= Richard F. Hohlt =

American lobbyist and government adviser

Richard F. Hohlt was a member of the American Air Force Reserves in 1970

== Life and early career ==
Hohlt was born and raised in Indianapolis, Indiana, graduating from North Central High School in 1966, and from Millikin University in 1970 with a BS in accounting.

He joined the Air Force Reserves in 1970 and was honorably discharged in 1976. While in the Reserves, he worked as an internal auditor at LS Ayers department stores and was a project leader for the cost accounting and computerization of the Unified City-County government for the city of Indianapolis.
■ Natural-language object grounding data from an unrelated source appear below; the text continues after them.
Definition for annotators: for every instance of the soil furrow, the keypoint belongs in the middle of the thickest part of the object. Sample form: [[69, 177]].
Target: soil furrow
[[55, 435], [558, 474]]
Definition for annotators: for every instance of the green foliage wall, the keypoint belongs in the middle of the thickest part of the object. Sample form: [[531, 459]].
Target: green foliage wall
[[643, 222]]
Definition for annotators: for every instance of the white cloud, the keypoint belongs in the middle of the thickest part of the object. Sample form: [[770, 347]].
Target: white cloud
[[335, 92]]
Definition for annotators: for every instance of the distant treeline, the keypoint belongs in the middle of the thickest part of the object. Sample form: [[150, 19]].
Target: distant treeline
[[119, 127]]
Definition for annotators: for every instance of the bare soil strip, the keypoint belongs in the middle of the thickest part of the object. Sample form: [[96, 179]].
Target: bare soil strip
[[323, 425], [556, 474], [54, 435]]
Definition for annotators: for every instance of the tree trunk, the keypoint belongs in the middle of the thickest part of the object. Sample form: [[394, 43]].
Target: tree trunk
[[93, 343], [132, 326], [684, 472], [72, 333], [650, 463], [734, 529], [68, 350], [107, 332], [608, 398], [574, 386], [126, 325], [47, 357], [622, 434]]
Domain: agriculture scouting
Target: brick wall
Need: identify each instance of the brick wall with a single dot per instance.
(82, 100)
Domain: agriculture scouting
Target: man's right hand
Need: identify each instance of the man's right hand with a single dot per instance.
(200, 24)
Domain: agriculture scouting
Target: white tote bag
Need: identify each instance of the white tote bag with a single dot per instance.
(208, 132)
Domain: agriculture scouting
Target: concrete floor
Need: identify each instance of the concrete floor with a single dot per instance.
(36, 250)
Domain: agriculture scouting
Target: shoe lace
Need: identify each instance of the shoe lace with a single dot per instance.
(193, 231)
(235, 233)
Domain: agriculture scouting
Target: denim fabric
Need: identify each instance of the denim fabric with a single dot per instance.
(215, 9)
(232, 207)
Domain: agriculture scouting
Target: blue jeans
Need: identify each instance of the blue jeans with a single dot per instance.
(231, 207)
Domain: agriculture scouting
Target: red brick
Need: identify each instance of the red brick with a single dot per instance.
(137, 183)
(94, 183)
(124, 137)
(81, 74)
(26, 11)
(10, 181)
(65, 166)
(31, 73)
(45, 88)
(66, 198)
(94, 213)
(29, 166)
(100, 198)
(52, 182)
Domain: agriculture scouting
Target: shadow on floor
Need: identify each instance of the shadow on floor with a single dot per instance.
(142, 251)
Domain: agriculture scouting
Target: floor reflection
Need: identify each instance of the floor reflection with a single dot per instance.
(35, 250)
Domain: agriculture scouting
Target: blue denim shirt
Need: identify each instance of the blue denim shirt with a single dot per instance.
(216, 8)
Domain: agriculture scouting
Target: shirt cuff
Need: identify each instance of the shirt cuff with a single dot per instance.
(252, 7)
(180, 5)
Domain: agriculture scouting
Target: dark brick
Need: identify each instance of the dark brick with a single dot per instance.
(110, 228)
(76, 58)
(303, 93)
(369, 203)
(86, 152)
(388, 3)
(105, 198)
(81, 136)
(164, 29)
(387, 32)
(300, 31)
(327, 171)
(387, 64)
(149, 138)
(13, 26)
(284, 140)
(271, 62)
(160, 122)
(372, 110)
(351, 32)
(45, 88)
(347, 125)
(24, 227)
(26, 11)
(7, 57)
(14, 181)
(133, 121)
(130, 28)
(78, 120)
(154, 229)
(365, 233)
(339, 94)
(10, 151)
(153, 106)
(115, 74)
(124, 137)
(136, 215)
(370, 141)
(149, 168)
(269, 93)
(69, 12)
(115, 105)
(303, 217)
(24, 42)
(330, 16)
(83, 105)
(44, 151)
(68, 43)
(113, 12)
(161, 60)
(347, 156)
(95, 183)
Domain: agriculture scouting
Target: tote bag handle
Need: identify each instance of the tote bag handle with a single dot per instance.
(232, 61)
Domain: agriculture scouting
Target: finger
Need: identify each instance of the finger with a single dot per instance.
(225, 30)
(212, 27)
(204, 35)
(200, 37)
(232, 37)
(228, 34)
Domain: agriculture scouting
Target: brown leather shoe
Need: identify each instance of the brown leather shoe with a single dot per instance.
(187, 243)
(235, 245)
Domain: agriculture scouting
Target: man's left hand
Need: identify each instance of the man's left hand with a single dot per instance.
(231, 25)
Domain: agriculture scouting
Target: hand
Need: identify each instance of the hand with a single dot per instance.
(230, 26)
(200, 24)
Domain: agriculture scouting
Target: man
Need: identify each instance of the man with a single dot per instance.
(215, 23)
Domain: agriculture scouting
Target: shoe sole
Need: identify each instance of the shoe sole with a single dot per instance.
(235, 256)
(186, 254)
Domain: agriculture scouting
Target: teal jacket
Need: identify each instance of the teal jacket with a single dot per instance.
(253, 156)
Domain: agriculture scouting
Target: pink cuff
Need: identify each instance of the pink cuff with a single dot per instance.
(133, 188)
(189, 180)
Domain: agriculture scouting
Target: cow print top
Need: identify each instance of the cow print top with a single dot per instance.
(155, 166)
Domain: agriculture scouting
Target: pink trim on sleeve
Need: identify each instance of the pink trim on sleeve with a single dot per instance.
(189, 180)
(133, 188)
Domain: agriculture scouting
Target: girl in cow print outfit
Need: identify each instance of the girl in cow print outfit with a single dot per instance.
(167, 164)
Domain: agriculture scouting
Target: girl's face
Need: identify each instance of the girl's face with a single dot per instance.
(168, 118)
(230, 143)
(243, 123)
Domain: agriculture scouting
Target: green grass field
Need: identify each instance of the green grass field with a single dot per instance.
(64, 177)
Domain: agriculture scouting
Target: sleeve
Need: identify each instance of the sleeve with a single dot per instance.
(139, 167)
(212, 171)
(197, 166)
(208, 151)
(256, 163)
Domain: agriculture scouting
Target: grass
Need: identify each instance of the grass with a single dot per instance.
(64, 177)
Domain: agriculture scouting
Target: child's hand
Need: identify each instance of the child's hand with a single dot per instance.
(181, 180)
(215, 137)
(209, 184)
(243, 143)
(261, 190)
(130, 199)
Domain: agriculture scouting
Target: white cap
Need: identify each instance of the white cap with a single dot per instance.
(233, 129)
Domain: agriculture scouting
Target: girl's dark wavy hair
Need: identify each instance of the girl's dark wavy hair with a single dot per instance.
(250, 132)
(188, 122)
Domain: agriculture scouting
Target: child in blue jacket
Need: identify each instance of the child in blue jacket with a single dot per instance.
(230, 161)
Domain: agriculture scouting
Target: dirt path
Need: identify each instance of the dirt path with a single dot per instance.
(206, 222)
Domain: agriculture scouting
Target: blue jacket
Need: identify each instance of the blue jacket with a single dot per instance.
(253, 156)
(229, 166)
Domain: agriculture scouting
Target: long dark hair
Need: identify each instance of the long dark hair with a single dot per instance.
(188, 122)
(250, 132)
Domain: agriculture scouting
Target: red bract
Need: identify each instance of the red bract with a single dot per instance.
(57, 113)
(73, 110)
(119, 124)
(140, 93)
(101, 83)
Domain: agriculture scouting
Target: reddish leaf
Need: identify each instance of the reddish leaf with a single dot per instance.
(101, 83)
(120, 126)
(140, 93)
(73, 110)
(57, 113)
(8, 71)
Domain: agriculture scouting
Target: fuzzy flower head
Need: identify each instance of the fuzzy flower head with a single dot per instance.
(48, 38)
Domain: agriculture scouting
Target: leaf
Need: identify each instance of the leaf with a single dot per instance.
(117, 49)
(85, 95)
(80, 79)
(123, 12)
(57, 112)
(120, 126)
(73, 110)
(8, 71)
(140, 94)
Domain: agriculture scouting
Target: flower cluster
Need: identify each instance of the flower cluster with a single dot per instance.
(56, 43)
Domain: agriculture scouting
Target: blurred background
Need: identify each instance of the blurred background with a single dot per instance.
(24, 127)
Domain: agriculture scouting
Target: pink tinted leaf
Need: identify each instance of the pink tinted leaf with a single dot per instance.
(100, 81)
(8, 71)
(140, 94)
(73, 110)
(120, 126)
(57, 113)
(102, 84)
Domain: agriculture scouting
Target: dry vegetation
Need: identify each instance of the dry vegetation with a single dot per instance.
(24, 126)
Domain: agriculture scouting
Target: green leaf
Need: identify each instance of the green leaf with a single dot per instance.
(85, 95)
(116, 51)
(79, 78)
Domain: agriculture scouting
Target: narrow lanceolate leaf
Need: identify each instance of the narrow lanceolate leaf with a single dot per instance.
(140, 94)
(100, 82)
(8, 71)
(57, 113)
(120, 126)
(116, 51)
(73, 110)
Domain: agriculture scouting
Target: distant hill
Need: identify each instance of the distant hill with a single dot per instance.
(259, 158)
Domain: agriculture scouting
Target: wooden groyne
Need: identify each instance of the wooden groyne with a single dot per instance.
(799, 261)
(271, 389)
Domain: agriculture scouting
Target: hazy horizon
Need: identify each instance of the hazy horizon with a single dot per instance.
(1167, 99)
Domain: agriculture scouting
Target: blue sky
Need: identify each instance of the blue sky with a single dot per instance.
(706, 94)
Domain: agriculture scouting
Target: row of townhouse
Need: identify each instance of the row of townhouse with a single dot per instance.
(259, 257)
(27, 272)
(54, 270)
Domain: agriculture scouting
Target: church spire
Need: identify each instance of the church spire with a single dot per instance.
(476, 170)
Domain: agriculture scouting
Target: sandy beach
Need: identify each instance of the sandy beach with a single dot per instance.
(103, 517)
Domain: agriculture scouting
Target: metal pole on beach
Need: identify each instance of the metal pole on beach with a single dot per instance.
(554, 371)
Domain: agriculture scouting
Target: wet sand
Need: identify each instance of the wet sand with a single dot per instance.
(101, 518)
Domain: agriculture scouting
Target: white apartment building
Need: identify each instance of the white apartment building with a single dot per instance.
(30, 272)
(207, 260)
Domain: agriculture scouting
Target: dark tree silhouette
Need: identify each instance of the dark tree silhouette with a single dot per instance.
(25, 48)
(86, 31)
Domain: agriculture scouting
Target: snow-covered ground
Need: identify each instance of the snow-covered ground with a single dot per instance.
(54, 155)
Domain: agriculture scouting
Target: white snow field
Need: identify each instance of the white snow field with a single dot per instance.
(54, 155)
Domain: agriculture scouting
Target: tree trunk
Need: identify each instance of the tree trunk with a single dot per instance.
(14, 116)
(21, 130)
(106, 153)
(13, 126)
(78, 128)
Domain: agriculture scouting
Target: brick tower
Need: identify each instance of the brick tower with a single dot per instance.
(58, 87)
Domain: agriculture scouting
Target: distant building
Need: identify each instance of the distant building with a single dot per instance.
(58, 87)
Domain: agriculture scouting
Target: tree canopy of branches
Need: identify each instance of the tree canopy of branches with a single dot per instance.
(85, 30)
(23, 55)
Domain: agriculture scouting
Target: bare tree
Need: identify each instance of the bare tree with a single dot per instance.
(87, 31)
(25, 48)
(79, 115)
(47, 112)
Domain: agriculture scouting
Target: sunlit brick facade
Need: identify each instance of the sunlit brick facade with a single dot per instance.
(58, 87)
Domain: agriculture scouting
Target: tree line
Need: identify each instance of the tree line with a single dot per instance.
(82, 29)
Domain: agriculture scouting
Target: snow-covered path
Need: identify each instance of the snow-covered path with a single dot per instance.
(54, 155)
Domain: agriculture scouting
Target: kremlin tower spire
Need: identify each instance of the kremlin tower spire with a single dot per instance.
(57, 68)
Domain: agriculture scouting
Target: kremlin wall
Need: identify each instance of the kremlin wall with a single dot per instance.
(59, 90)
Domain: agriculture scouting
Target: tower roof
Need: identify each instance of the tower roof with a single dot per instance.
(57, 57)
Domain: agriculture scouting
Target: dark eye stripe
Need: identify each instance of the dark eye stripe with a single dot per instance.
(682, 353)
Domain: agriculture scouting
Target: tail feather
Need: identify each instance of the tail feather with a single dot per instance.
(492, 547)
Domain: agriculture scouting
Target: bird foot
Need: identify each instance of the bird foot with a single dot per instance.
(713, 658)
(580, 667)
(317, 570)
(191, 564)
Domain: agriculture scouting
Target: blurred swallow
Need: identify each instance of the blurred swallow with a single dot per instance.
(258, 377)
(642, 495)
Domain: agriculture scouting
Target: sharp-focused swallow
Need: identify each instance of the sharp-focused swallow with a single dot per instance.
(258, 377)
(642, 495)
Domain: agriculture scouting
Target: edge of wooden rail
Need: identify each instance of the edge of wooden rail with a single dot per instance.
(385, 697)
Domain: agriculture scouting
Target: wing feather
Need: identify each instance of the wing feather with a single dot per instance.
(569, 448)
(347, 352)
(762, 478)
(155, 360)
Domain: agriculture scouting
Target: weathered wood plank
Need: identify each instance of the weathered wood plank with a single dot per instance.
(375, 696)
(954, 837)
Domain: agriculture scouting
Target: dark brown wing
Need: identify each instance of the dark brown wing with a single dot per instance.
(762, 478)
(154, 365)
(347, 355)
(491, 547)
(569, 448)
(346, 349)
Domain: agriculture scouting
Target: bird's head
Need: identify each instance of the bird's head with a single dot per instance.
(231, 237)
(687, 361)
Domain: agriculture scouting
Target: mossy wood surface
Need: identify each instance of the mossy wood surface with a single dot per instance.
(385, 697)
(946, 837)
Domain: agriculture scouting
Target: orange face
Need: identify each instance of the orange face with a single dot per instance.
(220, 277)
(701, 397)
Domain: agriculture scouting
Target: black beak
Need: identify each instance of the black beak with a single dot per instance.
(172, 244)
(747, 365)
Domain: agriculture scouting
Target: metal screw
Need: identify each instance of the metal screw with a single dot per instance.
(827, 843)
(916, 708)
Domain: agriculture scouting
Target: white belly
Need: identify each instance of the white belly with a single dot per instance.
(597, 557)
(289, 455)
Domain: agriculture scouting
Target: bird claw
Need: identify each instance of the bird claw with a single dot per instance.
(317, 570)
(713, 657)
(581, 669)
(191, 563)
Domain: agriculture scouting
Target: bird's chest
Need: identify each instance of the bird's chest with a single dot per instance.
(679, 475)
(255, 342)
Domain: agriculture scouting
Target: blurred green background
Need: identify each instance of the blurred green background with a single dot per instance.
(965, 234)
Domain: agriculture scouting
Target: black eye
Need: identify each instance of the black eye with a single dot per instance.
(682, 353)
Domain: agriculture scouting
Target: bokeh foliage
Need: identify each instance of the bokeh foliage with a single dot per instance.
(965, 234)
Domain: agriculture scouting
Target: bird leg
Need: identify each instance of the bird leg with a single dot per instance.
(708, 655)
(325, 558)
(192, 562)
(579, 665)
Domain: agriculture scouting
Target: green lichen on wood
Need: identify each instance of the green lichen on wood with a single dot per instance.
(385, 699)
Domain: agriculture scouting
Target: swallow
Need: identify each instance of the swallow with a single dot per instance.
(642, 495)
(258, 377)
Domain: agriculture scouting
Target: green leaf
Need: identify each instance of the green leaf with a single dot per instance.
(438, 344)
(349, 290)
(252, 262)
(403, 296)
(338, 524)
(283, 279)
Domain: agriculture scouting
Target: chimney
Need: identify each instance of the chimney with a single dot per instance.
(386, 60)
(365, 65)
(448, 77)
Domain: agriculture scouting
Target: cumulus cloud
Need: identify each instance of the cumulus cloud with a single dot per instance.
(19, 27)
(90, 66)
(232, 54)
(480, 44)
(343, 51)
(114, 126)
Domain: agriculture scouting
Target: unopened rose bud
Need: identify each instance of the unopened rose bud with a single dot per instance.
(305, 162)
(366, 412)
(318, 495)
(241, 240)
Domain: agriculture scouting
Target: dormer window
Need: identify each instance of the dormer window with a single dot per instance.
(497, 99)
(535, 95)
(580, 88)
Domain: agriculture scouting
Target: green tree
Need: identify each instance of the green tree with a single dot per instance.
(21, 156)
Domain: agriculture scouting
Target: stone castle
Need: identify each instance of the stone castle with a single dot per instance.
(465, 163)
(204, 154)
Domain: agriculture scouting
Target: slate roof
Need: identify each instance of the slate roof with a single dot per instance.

In 1993 in Nantucket, Mass., Hohlt married Deborah Lee Messick, also a lobbyist and federal relations consultant. He has one son, Luke Frederick Hohlt.

==Political career==

In 1974, Hohlt became a full-time aide to the Republican Mayor of Indianapolis, Richard G. Lugar during his 1974 campaign for the U.S. Senate. He became the Administrative Assistant to Mayor Lugar in 1975 and served as the Deputy Director of the Lugar for Senate Committee in 1976.

When Lugar was elected, Hohlt moved with the Senator to Capitol Hill. He served on Lugar's Washington staff and then joined the United States League of Savings Institutions, a national financial services industry trade association, as Senior Vice President for Government Relations, representing the industry's legislative and regulatory interests for nine years.

==Government Advisor==

Hohlt served as a key advisor to Republicans in Congress, the Administration, presidential campaigns, inaugurals, and transition teams for Presidents Ronald Reagan, George H. W. Bush, and George W. Bush. President Ronald Reagan appointed him to the Board of Directors of the Overseas Private Investment Corporation (OPIC) (1985–1988), the Peace Corps Advisory Council (1983–1984), and President George H.W. Bush appointed him to the board of directors of the Student Loan Marketing Association (Sallie Mae) (1990–1994). He also served as the senior advisor to the co-chairman of President George W. Bush's Social Security Commission.

He was instrumental in the passage of major legislation in the fields of telecommunications, terrorism insurance, energy and highway bills, appropriations bills, bankruptcy reform, class action, and tax legislation.